Tullow closed down 4.2pc at €18.39 in Dublin. The shares are still up about 10pc this year.
"It appears the well was a technical success, but there are questions about whether it's commercially viable," said Braden Purkis, an analyst at Canaccord in London.
The conclusion of the deal in Uganda marks the transfer of $2.9bn to Tullow from Total and CNOOC, after repeated delays following the initial announcement of the deal early in 2010, and the signing of the sale agreements in March 2011.
The group will now focus on their $10bn plan to start pumping oil from huge reserves discovered on the shores of Lake Albert. Early production is scheduled to start in 2013 before ramping up to a major production phase in 2016, Tullow said.
The final closing of the deal had been expected following Tullow's signing of two production-sharing agreements with Uganda earlier in February.

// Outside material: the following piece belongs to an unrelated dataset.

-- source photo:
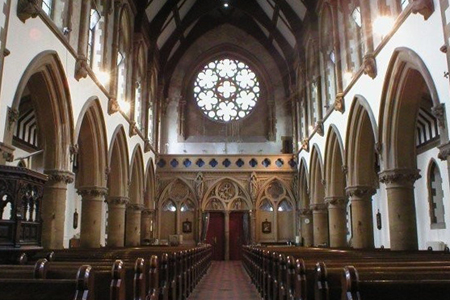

A tax dispute between Kampala and Heritage Oil, Tullow's former partner in the oil fields, as well as wrangling over details connected to the production sharing agreements, resulted in delays to the deal's progress.
In a separate development, Ugandan lawmakers may resume investigations next week over allegations that three ministers took bribes to endorse oil deals after the Constitutional Court lifted an injunction against the probe yesterday.
Parliament is "excited about the ruling" because it will enable it to conclude the investigations that were halted after a month, Michael Werikhe, chairman of the committee handling the probe, told Bloomberg.
Lawmakers in the country formed the committee last October to investigate Prime Minister Amama Mbabazi; Internal Affairs Minister Hilary Onek, who held the energy portfolio until May last year; and Foreign Affairs Minister Sam Kutesa.